En Catalunya, doce mujeres no han tenido la oportunidad de ver este inicio de 2023 porque el pasado año las mataron sus parejas. El último mes del año que acabamos de cerrar ha sido particularmente crítico en cuanto a la violencia machista, con un repunte de los asesinatos que sitúa el cómputo de feminicidios en el conjunto del Estado cerca del medio centenar. Son unos crímenes terribles que, sin embargo, no debemos entender que como hechos aislados, sino como la manifestación más extrema de una sociedad, la nuestra, todavía profundamente machista.
¿Pensáis que estoy exagerando? Seguramente sea porque sois hombres. Preguntad, si no, a vuestras madres, hermanas, hijas o compañeras de trabajo cuántas veces, a lo largo de sus vidas, han sido víctimas de violencia machista, especialmente, de violencia sexual: una pareja controladora, un superior que vinculaba el ascenso laboral de una subordinada a la satisfacción de sus deseos lúbricos, un entrenador de baloncesto baboso que disfraza de masajes deportivos unos tocamientos delictivos, el desconocido que, en cuanto tiene ocasión, acorrala en un callejón oscuro para manosear a sus víctimas antes de salir corriendo y perderse en la noche. Hay cientos, miles de casos de este tipo, y la mayoría nunca saldrán a la luz. A menudo porque las víctimas ni siquiera se reconocen o quieren reconocerse como tales y, por supuesto, los abusadores tampoco.

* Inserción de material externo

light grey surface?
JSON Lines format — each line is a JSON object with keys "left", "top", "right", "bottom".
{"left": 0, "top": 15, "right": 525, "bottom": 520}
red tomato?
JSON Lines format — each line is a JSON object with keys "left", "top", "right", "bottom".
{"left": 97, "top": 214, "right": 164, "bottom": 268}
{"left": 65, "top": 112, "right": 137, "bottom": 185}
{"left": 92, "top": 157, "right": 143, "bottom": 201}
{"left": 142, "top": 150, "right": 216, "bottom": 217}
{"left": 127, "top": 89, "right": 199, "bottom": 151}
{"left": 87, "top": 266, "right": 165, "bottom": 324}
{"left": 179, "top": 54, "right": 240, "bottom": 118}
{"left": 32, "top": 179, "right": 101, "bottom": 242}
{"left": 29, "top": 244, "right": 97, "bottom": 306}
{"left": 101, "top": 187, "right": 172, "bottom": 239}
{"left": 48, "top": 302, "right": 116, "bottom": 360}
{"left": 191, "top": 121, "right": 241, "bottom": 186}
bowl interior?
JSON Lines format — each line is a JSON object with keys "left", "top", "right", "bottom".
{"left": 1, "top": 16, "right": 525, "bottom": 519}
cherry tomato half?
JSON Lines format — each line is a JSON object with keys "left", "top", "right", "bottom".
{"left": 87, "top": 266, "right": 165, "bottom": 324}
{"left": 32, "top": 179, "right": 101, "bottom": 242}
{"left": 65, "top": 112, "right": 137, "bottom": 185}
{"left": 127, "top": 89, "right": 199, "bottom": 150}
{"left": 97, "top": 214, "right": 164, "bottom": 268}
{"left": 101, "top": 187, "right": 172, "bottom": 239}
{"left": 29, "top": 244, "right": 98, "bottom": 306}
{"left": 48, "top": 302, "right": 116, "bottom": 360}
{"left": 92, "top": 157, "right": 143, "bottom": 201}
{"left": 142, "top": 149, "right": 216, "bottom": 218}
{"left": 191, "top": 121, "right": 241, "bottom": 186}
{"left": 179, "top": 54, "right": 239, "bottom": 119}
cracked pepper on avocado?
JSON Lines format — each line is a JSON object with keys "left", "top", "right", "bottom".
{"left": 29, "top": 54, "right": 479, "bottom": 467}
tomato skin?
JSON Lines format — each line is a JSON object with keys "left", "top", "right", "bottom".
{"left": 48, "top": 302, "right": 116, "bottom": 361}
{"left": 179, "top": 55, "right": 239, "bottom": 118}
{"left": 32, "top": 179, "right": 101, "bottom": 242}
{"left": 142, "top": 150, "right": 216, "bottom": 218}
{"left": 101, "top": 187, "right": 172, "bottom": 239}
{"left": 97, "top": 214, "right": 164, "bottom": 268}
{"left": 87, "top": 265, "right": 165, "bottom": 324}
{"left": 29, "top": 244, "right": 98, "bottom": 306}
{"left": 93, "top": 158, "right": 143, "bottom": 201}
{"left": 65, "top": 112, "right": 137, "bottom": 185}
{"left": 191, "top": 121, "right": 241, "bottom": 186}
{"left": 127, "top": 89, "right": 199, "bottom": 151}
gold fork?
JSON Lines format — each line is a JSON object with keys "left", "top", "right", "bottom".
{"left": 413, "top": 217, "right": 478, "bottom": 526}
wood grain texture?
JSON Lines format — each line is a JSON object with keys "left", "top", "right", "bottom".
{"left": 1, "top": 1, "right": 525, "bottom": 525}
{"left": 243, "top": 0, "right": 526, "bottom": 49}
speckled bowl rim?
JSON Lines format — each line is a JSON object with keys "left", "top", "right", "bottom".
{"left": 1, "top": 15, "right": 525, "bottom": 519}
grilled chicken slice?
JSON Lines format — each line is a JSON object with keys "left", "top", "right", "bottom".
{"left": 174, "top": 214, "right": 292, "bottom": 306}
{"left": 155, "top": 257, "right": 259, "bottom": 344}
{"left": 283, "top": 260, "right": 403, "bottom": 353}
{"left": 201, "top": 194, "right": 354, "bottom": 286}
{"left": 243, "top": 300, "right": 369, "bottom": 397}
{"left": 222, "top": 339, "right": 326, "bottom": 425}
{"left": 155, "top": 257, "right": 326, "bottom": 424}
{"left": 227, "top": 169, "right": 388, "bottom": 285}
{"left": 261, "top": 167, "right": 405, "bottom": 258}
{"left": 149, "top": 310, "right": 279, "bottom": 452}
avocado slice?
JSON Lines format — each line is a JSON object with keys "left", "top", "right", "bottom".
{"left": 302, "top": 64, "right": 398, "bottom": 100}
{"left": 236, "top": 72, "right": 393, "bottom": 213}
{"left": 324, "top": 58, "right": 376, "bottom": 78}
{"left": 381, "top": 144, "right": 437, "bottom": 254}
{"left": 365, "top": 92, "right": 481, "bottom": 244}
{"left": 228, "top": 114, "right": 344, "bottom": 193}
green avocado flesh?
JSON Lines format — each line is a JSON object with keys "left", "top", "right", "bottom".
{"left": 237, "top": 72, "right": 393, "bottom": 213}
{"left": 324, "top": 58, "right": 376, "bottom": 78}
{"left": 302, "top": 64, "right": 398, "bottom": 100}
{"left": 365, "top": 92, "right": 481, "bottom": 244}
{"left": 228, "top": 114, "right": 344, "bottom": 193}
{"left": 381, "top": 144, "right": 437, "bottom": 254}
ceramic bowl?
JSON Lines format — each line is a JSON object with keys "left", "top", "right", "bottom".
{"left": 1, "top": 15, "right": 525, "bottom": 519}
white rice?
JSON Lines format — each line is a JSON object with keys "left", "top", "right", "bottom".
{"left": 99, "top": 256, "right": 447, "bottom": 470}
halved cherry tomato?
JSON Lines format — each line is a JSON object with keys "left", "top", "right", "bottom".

Hace un par de años, leí un reportaje en El País sobre los asesinatos selectivos de niñas en India que me heló la sangre. La periodista Indira Guerrero contaba que, en las últimas décadas, habían muerto millones de niñas en ese país porque el precio de criarlas había convertido su vida en algo inviable. Niñas recién nacidas asesinadas a manos de sus propios progenitores o abortadas durante el embarazo por el simple hecho de serlo. Guerrero ponía como ejemplo los registros de nacimiento de 132 pueblos del distrito de Uttarkashi, a unos 300 kilómetros de Nueva Delhi, donde los 216 bebés nacidos en un periodo de tres meses habían sido todos niños. Oficialmente, ni una sola niña.
No estamos en India, ni tampoco en Afganistán, donde las mujeres ya no pueden ir a la universidad, o en Irán, donde pagan con la vida el atrevimiento de no ponerse el velo islámico. Sin embargo, a menudo escucho personas de mi entorno que, sin ruborizarse, sostienen que prefieren tener hijos que hijas. Algunos dicen que porque las niñas son más complicadas y se quedan tan anchos. Otros que porque, con las niñas, los progenitores sufren mucho más, sobre todo durante la adolescencia.
Padres y madres incapaces de conciliar el sueño cada vez que su hija sale de fiesta hasta saberla de regreso, sana y salva. Progenitores permisivos con sus hijos varones, pero controladores y sobreprotectores con sus hijas, porque saben el pan que se da en ciertos contextos sociales y laborales: no me gusta que, de noche, vuelvas caminando, coge un taxi, aunque estés al lado de casa; me preocupa que hagas deporte sola por Montjuïc o por la carretera de las Aigües; no te pongas este vestido para ir al trabajo o a la universidad, parece que busques algo… ¿Sigo?
No tengáis hijas, dicen algunos, medio en broma, y yo pienso que no hace ni puñetera gracia y que empieza a ser hora que nos lo tomemos en serio. Para empezar, una de las prioridades de Barcelona para este 2023 debería ser que la ciudad fuera tan segura para hombres como para mujeres porque es evidente que, por ahora, todavía no lo es.